Egypt, c. 1280 BC
(All Images Courtesy of The British Museum)
The Book of the Dead, or more accurately the papyrus scroll, was the ancient equivalent of that "Don't leave home without it," credit card. According to John H. Taylor, curator of the ancient Egyptian funerary collection at The British Museum, "It is a kind of a combination of a spell, a talisman and a passport, with some travel insurance thrown in too." The British Museum has one of the most comprehensive collections of Book of the Dead manuscripts on papyrus in the world, and is opening a major exhibit of the scrolls on November 4, 2010. The show, Journey Through the Afterlife: Ancient Egyptian Book of the Dead, will include the first ever public display of the Greenfield Papyrus in its entirety. This manuscript, acquired by the museum in 1910, is the longest known book of the dead in the world, measuring 37 meters in length or just over 40 yards.
Egypt, c.1070 BC
The papyri were made for well-to-do customers between 1500BC and 100BC. They were churned out by scribes, and were probably prefabricated as fill-in-the blank forms with the dearly departed's name written in at the point of purchase. A typical book cost half a year's wages, so the scroll was commissioned well in advance of the buyer's demise. Bargain basement scrolls were made with ink of any color, as long as it was black. Those with a bit more disposable income could spring for a scroll with red highlights, while the scrolls of ancient Egypt's high rollers were produced in glorious technicolor. Images decorating the text were de rigueur, and words took a backseat to art. The miniatures adorning the scrolls are flawless, while the accompanying text is filled with misspellings and omissions, and is sometimes even placed beneath the wrong image.
Besides the Greenfield papyrus, which is done in black and red ink, also on display will be images from two of the full color scrolls in the museum's collection, the Papyri of Ani and Hunefer. These include iconic images of the trials the ancient Egyptians faced on their journey through the underworld. Many of these works will look familiar, as they are frequently reproduced in contemporary books.
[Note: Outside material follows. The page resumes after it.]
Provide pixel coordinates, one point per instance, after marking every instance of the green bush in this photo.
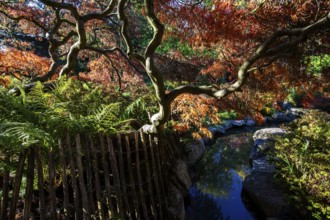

One of the most famous scenes is the weighing of the heart. Here the departed is led to scales watched over by Anubis, and his heart is weighed against a feather. A wicked heart will outweigh the feather, and be eaten by the monstrous devourer, Ammit. A pure heart balances the scales perfectly, and allows the deceased to continue his journey. The optimal outcome of the journey was to reunite with one's dead ancestors in paradise. "The family unit was crucial," explains Taylor. "You cared for your dead family because they were still there, on the other side. They could communicate with you and had power over you. So people wrote letters to the dead asking things like, 'Why are you still punishing me?'" (Some things never change...)
The exhibition, Journey Through the Afterlife: Ancient Egyptian Book of the Dead, will continue through March 6, 2011 at the British Museum in London.